I know better but, the way you phrased that, it sounds like you're saying it would be better to use a high quality knife to pry apart those frozen hamburger patties.

And a lot of people have been overlooking the original intent, which is to buy the best "beater" available for short money because, no matter what he buys, his room/house mates will trash it. In my view, given the circumstances, I think he's actually better off sticking with a German stainless steel knife, because they can take the abuse better than a good j-knife can. He can get a good knife when his living situation changes, and it's safe to do so.

This pretty much. Although I don't think they'll trash my knife, they won't take care of it as much as I would, as the owner. There's also justifying the cost depending how much I cook, and I haven't been able to cook much in the past months.

Then there's also a bit of overhead cost in needing a soft wood board since plastic boards are not ideal for j-knives. Unless I'm wrong, I could use some new advice.
 
No, you might as well use a poly board. Pretty much any knife you pick at this price will have durable steel and function just fine with a poly board.
 
This pretty much. Although I don't think they'll trash my knife, they won't take care of it as much as I would, as the owner. There's also justifying the cost depending how much I cook, and I haven't been able to cook much in the past months.

Then there's also a bit of overhead cost in needing a soft wood board since plastic boards are not ideal for j-knives. Unless I'm wrong, I could use some new advice.

Actually, a soft board is better for ALL knives. Hard j-knives chip if used roughly on hard boards. Softer German knives dull quickly on hard boards.
 
I know better but, the way you phrased that, it sounds like you're saying it would be better to use a high quality knife to pry apart those frozen hamburger patties.

And a lot of people have been overlooking the original intent, which is to buy the best "beater" available for short money because, no matter what he buys, his room/house mates will trash it. In my view, given the circumstances, I think he's actually better off sticking with a German stainless steel knife, because they can take the abuse better than a good j-knife can. He can get a good knife when his living situation changes, and it's safe to do so.
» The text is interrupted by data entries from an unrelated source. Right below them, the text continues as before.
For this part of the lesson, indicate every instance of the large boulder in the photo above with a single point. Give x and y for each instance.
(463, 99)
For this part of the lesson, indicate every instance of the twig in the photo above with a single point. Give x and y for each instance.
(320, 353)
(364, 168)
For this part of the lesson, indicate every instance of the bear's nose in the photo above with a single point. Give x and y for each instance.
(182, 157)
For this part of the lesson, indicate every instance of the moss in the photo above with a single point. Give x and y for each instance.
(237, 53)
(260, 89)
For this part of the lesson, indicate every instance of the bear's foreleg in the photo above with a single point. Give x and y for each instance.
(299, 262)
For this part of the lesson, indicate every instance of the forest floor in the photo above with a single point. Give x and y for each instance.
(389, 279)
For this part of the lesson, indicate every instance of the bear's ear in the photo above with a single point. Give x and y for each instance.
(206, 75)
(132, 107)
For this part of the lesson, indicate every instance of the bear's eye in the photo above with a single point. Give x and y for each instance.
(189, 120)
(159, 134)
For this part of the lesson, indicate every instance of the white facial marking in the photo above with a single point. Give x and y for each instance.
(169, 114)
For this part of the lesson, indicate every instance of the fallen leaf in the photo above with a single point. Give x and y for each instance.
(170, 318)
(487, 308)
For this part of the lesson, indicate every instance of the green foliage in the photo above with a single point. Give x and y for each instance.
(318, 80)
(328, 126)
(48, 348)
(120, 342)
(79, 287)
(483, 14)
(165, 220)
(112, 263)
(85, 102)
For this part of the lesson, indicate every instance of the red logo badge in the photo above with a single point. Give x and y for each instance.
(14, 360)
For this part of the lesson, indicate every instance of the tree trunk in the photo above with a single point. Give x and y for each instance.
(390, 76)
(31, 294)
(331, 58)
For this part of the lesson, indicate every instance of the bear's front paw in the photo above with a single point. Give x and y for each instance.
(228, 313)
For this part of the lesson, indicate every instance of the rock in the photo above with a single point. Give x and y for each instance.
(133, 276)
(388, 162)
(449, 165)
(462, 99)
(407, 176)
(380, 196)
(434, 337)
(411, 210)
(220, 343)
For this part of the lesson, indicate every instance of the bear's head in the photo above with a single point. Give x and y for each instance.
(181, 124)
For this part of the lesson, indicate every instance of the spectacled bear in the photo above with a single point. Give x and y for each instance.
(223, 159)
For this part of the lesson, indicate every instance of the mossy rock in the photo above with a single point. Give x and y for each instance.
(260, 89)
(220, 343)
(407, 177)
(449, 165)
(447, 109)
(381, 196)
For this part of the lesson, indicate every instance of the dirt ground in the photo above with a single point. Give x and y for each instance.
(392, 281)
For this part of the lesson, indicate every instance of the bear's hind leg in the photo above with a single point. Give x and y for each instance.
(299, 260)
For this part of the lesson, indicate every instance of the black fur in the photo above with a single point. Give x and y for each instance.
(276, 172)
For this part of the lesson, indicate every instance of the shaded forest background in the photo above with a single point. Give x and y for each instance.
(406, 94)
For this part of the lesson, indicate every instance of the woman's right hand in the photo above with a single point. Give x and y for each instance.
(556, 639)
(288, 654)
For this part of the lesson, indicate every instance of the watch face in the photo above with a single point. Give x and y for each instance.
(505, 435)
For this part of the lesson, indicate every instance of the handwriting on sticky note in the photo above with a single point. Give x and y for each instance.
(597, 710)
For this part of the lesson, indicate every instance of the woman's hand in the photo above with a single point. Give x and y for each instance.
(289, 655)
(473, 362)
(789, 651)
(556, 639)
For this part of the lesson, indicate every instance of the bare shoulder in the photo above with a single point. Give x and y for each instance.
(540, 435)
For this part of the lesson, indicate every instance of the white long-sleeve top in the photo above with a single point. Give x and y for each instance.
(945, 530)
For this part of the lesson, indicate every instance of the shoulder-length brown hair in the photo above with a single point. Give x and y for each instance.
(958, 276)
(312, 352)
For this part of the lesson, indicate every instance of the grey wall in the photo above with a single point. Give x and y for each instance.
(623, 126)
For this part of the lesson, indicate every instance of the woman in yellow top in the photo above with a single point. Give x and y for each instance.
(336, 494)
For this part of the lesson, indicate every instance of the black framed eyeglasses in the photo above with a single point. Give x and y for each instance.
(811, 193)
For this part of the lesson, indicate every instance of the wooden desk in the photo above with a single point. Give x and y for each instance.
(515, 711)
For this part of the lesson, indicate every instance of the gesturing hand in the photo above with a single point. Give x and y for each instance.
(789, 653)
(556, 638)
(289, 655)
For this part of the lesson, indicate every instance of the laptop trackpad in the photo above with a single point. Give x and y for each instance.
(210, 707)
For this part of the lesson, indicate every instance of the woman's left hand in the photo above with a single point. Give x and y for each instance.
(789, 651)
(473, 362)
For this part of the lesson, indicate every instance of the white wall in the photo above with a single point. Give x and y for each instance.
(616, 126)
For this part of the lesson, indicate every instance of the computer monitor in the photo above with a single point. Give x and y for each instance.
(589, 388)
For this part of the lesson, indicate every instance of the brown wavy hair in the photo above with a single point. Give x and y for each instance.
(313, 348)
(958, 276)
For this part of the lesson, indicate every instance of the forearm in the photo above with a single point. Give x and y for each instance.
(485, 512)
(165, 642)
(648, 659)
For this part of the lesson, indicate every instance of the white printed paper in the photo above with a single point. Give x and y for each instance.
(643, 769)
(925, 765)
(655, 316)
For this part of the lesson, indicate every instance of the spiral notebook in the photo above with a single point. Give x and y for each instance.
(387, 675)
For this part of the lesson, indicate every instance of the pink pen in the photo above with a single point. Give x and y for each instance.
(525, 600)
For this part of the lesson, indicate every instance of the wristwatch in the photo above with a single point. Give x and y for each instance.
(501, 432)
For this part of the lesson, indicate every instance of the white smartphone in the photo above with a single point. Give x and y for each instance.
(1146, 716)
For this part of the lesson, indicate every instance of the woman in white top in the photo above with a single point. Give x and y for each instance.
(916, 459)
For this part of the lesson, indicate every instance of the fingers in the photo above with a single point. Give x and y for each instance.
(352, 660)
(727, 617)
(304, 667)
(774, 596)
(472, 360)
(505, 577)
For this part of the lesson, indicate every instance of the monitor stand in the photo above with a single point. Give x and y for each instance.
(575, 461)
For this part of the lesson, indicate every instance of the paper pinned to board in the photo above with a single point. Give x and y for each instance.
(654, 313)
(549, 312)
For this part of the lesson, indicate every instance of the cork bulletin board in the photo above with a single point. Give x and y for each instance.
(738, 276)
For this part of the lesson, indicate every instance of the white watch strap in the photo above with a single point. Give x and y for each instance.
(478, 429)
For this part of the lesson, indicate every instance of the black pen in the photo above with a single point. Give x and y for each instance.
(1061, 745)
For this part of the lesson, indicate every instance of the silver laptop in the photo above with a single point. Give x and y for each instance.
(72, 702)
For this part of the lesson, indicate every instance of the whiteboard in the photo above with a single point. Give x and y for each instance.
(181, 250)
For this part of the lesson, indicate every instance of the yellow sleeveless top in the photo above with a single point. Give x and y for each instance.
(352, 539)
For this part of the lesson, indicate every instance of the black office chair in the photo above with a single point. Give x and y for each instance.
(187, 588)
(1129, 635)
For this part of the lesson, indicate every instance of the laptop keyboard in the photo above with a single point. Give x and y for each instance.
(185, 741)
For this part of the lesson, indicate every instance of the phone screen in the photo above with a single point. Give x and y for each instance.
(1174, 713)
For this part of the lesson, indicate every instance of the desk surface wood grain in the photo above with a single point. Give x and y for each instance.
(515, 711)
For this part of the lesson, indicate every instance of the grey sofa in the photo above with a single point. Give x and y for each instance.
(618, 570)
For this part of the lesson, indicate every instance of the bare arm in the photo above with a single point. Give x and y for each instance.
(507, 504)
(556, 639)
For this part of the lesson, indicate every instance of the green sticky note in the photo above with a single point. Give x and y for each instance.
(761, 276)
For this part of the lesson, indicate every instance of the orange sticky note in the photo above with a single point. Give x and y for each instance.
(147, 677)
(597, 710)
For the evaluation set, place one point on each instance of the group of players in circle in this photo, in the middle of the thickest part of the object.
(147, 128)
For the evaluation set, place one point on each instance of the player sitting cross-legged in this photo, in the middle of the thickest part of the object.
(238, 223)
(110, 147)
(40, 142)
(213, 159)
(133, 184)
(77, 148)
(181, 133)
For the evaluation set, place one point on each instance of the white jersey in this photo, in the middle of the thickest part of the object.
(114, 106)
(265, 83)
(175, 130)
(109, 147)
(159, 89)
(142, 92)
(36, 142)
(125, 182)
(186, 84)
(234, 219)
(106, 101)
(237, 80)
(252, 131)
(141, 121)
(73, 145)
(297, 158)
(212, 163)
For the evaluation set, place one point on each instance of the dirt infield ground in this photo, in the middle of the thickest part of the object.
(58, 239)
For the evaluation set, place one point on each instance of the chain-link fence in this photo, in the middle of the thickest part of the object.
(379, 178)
You are right. I guess what I was trying to say was that if all the roommates pulled together and got a better knife perhaps each user would think twice before destroying it. Perhaps care would be taken to defrost rather than pry, cut on wood rather than glass or ceramic, or stone, etc. It's a win win when folks take care. Care is very important. Kitchen is cleaner, knives are well maintained, food looks better, probably tastes better, folks dont hurt themselves. See my point? This is not about a knife - any kind of knife. It's about a communal effort to follow certain time honored habits that mainly have an upside to them. Of course....it requires that folks "get with the program, and calibrate their expectations" and that is a human prerequisite and has nothing to do with the kitchen or the knife or the cutting board.
 
You are right. I guess what I was trying to say was that if all the roommates pulled together and got a better knife perhaps each user would think twice before destroying it.

You know, that's a good idea. I wonder if they'd be up for it.
 
they're not as meticulous as I am, so I wouldn't put it on them to take care of it.
 
@Tsusiru Prying apart frozen food, cutting very cold or hot (think straight out of the deep fryer or pan!) ingredients, opening packaging,
shaving nuts/chocolate/palm sugar, peeling sandy vegetables, butchery... these are legit kitchen tasks, but are these tasks where you suggest an expensive and delicate knife is in the right place?